When I sent Georg an email asking for his opinion about my project, his response was immediate and, as I would discover later, quite characteristic of him—a one-liner: “Why can’t you come over for lunch!” Respectful and personal, his response helped me drop all the fears and reservations that I had about Oxford; he helped me realize that I could actually have lunch with the scholars at Oxford! He that way, he initiated a relationship that was at the same time academic, friendly, personal, supportive, and empowering.
As my supervisor, Georg was my first human contact with the “University of Oxford,” which I found to be fairly nebulous as an institutional structure that holds together colleges, faculties, schools, and so many other things. Dealing with me personally, he helped me strategize. I wanted to graduate in the shortest time possible; I sat down with him and agreed on how that might happen. He often proposed seminars that I might attend, persons that I might talk to, and even some of his own tutorials with other students that I might simply audit. Moreover, more than anything else, Georg gave me the freedom to pursue my dream. I only needed to tell him what I was about to do and go through a brief session of his usually highly informed criticism, then I would be ready to go. The next thing would be to submit to him a piece of written work. This he would return within a week, usually with critical comments and affirming compliments. I never left his office feeling that I had done a horrible thing and that I had to start all over again, and this is not because my work was always brilliant; it is because Georg had a way of being critically affirmative, and that in a very personal way. I always left his office full of ideas of what more I could do to develop that chapter further, to re-phrase that statement, to re-conceptualize that section, or even to re-interpret that document. I left Georg’s office feeling optimistic about new possibilities.
So, I remember Georg as my supervisor, and I have been marked by his style of doing supervision—more of empowering the student than of directing him or her. Georg always made sure that my thesis remained my project, not his!
Besides, I remember Georg as a scholar, who had an incredible capacity to read and synthesize all that he read so that, ultimately, it had a bearing on each one of his opinions and comments. If Georg defended his opinion strongly, it is because he worked hard to inform himself before he took a position. And, as in the experience of Soko Muhogo, Georg paid attention to the small details that might be ignored by others. This, too, is something that has marked me personally. Above everything else, it has made me like books and, more generally, documents. As a result, collecting and preserving books and documents has actually become my career.
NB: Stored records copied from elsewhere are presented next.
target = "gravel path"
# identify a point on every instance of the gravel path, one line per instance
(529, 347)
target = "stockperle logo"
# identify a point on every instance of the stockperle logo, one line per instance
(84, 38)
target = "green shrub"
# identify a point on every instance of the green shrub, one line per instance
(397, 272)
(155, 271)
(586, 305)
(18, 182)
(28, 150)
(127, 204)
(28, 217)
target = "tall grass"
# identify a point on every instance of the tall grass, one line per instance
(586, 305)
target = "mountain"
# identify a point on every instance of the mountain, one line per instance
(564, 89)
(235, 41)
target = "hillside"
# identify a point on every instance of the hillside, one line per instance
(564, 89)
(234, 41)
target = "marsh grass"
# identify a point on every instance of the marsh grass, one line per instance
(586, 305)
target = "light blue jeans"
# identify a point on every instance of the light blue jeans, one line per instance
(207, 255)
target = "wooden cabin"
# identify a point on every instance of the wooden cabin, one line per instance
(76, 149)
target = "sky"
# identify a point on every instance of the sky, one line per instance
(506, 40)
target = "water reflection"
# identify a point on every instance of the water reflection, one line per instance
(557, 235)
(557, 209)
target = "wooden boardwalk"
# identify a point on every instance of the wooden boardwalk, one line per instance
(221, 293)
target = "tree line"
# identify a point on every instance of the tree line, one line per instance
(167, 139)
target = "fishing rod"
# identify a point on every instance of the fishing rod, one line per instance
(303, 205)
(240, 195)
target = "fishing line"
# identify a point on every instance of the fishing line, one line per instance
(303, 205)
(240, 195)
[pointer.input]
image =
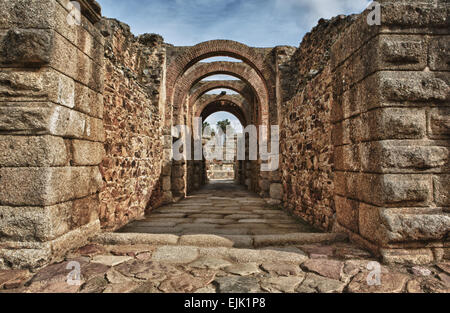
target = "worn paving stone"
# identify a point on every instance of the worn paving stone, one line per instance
(11, 279)
(205, 241)
(282, 269)
(125, 287)
(174, 254)
(389, 283)
(244, 269)
(185, 283)
(281, 284)
(318, 252)
(130, 250)
(421, 271)
(238, 284)
(147, 287)
(210, 263)
(110, 260)
(323, 267)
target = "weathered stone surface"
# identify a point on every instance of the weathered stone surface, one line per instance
(180, 255)
(91, 250)
(244, 269)
(13, 279)
(327, 268)
(110, 260)
(185, 283)
(412, 256)
(131, 250)
(35, 223)
(42, 186)
(238, 285)
(23, 151)
(87, 153)
(282, 269)
(205, 241)
(210, 263)
(442, 190)
(390, 283)
(27, 47)
(317, 284)
(276, 191)
(281, 284)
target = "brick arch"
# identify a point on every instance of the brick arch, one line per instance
(250, 56)
(236, 85)
(234, 104)
(239, 70)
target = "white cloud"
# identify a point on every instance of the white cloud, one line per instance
(253, 22)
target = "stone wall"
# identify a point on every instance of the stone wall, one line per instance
(131, 169)
(365, 134)
(307, 154)
(391, 131)
(51, 129)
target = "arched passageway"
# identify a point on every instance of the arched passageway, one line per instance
(189, 98)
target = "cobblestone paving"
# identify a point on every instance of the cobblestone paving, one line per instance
(189, 260)
(221, 208)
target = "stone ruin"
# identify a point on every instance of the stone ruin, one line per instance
(86, 111)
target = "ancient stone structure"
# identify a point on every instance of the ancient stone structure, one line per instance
(87, 109)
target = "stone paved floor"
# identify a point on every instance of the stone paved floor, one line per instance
(184, 261)
(316, 268)
(220, 208)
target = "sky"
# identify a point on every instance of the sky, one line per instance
(257, 23)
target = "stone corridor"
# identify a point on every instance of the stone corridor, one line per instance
(223, 239)
(220, 208)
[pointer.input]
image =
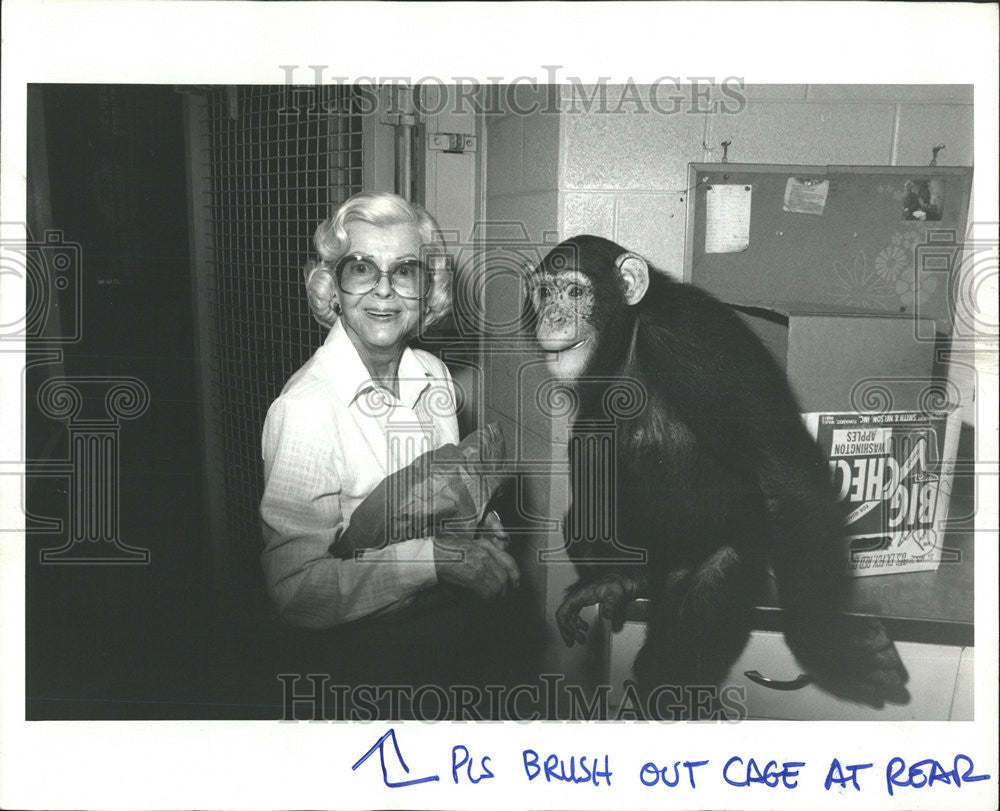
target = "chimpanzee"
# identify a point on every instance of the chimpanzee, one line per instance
(714, 477)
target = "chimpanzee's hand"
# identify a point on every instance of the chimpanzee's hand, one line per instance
(611, 591)
(480, 564)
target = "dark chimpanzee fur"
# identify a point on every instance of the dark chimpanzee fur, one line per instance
(716, 477)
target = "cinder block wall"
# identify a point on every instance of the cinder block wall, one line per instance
(623, 174)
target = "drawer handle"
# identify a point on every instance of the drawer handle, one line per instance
(797, 683)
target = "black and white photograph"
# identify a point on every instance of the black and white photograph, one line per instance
(388, 413)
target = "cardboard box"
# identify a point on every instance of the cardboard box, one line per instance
(893, 473)
(846, 360)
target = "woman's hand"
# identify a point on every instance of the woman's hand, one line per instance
(480, 563)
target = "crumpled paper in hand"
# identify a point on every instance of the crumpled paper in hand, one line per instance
(444, 491)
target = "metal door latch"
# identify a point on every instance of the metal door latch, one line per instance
(455, 142)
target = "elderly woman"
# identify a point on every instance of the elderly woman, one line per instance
(362, 407)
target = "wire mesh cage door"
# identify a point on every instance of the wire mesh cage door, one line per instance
(266, 165)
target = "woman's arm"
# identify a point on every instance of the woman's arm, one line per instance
(301, 517)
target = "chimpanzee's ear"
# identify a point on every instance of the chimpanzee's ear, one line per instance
(634, 273)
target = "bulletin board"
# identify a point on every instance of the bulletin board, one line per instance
(863, 238)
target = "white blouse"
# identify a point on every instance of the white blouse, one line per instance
(329, 439)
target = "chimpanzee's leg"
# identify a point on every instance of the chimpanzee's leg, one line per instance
(698, 624)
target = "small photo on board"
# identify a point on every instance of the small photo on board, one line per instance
(923, 200)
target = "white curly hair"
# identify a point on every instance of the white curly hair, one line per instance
(332, 242)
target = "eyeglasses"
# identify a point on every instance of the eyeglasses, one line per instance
(358, 274)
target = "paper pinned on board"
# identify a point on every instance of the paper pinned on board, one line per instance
(727, 221)
(804, 196)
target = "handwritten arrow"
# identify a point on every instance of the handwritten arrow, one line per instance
(380, 746)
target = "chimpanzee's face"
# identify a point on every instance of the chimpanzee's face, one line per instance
(564, 304)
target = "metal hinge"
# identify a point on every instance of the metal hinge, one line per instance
(455, 142)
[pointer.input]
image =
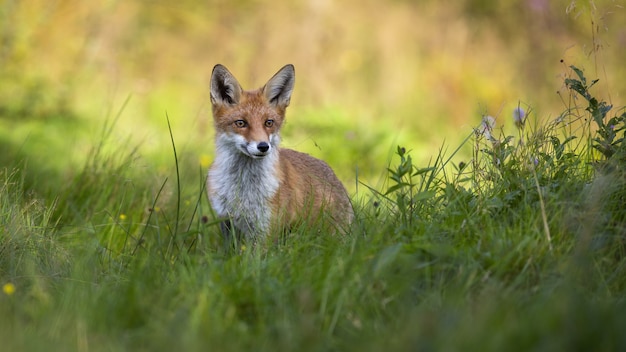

Currently I am directing a project called “Jesuit Historical Institute in Africa,” based in Nairobi, Kenya. This is a research facility where we maintain a good Africana library and archives. We collect books and other relevant documents and create an environment where researchers can come in and use the material for free. This project is only five years old now. Before we started, I discussed the project with Georg. He was enthusiastically supportive of the idea and even thought he would be happy to work there! In 2014 he visited me in Nairobi and saw for himself the small progress we had made. He remained supportive to the end. He eventually bequeathed his collection to the Jesuit Historical Institute in Africa, and, as I speak to you now, the books are already on their way to Nairobi.
We have decided that Georg’s books and all the other documents that he gave to the institute will be preserved there as a special collection in his memory. We will ensure that they are properly preserved, then made accessible to researchers of Africa in Africa, and that all those who will make use of them will always know who donated them to us. We hope in this way to make Georg’s memory alive and to continue his passion for African history.